Optimization on Alibaba Cloud-Native Etcd, Cluster Management, and Control

This article describes the problems faced by etcd service when dealing with large-scale business growth and the required solutions, and its best practices.

By Chen Xingyu (Yumu)

Background

Kubernetes uses etcd to store its core metadata. After years of development, especially with the rapid development of cloud-native in the past two years, Kubernetes has been widely recognized and used on a large scale. With the rapid growth of Alibaba Cloud’s container platform ASI and public cloud ACK clusters, the etcd clusters for underlying storage have also witnessed an upsurge in the development. With the increasing number of etcd clusters from a dozen to thousands, their distribution has become worldwide, serving upper-layer Kubernetes clusters and other products with tens of thousands of users.

Alibaba Cloud’s native etcd service has undergone tremendous changes over the years. This article mainly describes the problems faced by etcd service when dealing with large-scale business growth and the solutions in the hope that readers can gain some experience on the use, management, and control of etcd.

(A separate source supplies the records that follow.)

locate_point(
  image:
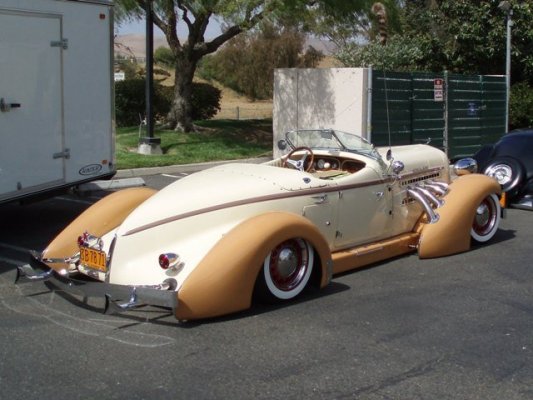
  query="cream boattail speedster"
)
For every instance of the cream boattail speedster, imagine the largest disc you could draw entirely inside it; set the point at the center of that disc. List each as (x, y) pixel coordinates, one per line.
(211, 243)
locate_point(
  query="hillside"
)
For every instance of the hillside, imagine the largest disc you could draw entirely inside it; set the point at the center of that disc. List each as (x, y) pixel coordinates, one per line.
(233, 105)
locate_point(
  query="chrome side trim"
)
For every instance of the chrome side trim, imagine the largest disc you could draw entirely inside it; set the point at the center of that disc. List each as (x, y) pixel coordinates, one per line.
(437, 189)
(430, 196)
(419, 196)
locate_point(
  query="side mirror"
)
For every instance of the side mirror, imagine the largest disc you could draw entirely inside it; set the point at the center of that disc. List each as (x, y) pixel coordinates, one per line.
(465, 166)
(397, 167)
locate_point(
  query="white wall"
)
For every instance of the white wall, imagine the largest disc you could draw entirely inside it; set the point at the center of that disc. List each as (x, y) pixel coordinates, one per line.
(333, 98)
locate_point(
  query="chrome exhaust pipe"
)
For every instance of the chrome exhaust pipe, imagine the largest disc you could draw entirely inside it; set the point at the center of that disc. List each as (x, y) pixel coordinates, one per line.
(419, 196)
(432, 198)
(137, 297)
(442, 185)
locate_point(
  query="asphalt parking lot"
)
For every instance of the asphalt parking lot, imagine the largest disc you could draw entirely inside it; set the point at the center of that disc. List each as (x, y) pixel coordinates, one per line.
(451, 328)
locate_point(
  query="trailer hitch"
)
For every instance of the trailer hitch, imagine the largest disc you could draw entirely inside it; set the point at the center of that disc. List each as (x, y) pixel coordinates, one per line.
(5, 107)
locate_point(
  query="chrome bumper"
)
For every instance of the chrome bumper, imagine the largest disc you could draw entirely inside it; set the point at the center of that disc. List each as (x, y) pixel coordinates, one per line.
(118, 298)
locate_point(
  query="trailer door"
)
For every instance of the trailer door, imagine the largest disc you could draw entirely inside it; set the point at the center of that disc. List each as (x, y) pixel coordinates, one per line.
(31, 128)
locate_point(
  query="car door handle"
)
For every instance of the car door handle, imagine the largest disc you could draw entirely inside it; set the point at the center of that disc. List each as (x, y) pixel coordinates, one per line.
(5, 107)
(320, 199)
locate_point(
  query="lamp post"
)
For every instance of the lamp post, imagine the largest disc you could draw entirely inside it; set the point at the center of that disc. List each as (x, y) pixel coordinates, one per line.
(149, 144)
(507, 8)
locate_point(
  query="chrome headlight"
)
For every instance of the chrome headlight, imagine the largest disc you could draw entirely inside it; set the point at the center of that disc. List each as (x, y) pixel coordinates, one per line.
(465, 166)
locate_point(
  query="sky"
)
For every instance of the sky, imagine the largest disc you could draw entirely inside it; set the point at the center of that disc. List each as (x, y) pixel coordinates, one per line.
(139, 27)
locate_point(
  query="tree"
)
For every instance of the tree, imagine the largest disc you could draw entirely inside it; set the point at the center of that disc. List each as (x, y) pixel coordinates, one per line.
(237, 16)
(455, 35)
(246, 63)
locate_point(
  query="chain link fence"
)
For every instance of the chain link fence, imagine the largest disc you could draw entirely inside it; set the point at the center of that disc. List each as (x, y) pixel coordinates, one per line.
(261, 111)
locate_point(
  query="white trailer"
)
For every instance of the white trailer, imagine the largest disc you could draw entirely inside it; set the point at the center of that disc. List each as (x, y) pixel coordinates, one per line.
(56, 95)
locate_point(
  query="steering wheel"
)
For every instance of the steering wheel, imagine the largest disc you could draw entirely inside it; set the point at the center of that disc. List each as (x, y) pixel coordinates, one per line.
(300, 164)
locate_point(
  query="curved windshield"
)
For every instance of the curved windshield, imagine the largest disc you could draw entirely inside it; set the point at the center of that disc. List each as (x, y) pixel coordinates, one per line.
(329, 139)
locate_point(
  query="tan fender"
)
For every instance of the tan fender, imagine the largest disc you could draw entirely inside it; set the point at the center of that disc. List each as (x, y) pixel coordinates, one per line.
(98, 219)
(231, 268)
(451, 234)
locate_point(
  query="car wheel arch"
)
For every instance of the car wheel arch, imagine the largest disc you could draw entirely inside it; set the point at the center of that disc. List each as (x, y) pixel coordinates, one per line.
(514, 165)
(232, 282)
(452, 232)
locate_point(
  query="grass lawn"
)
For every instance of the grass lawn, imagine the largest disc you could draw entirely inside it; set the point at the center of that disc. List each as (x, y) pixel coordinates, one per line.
(215, 140)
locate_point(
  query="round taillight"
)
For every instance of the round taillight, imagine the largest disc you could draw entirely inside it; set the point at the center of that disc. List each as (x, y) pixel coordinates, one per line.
(164, 261)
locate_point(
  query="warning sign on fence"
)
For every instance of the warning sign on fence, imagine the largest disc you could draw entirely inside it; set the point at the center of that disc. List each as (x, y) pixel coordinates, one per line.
(438, 89)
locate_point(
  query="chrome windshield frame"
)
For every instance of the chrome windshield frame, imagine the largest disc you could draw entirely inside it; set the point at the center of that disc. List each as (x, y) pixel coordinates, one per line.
(332, 136)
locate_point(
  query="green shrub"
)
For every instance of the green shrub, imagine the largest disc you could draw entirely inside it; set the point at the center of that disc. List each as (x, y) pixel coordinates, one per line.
(130, 104)
(164, 56)
(205, 101)
(521, 106)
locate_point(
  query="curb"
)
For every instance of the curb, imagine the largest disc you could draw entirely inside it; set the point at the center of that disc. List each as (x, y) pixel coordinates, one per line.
(183, 168)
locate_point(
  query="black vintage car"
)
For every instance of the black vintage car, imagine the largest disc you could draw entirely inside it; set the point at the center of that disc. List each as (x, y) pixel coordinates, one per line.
(510, 161)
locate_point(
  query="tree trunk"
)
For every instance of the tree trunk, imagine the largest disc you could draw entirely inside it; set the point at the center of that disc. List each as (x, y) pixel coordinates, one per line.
(179, 117)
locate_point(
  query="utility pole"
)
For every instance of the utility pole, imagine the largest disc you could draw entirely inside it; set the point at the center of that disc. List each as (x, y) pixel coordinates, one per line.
(508, 9)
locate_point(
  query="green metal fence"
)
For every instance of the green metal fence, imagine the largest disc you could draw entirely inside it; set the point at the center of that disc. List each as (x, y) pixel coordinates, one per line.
(456, 113)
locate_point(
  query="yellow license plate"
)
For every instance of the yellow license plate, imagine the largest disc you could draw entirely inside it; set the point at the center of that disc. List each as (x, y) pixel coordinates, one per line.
(93, 258)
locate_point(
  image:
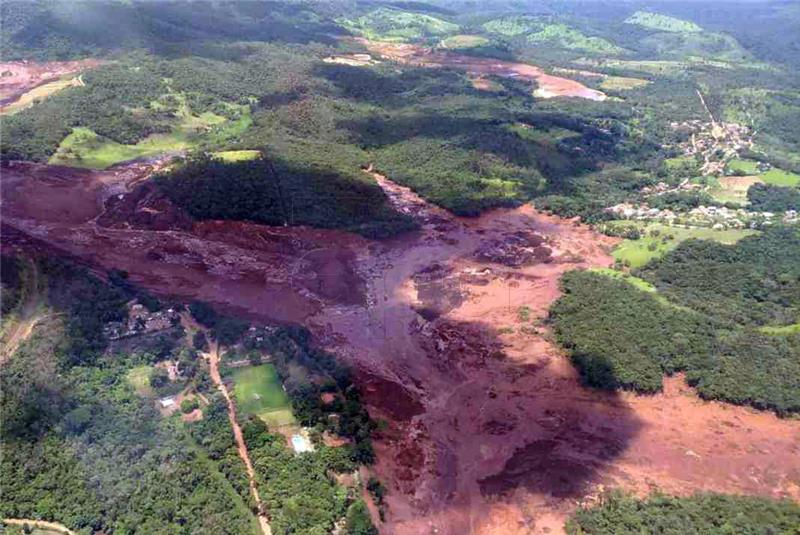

This article consists of three parts:

The reduction in etcd cluster operation cost and the optimization on its utilization
The improvement in etcd management and control efficiency
Etcd kernel architecture upgrade

Lower Operation Cost and More Efficient Utilization of Etcd Cluster

In recent years, the number of etcd clusters has galloped with their running forms upgraded from 1.0 to 2.0 to 3.0, as shown in the following figure:

1.0) Physical Machine Era

In the beginning, there were few etcd clusters to be managed and etcd containers were directly run on the host using dockers. See the 1.0 mode in the above figure.

2.0) Cloud Era

It is easier to run etcd on physical machines as in mode 1.0 in spite of software running inefficiency. As Alibaba Group migrates all its businesses to the cloud, etcd is also switched to ECS on the cloud, with its storage replaced with SSDs or ESSDs.

Overall cloud migration has obvious advantages. Taking advantage of the ECS elasticity and storage cloud disks based on Alibaba Cloud’s underlying IaaS, etcd clusters can quickly scale vertically and horizontally, and their failover is much easier than in mode 1.0. Let’s take the example of the cluster configuration upgrade. The overall upgrade time is reduced from the initial 30 minutes to 10 minutes now. The upgraded clusters can withstand both the peak and the daily pressures in business, making it through Alibaba's Double 11 business peaks and the Spring Festival promotion activities by multiple external public cloud customers.

3.0) Large-scale Cloud Era

As the number of etcd clusters increases, the cost of ECS and cloud disks, required to run these clusters, is also increasing. As a result, etcd has become one of the expensive parts of container service, which is a problem that needs to be solved.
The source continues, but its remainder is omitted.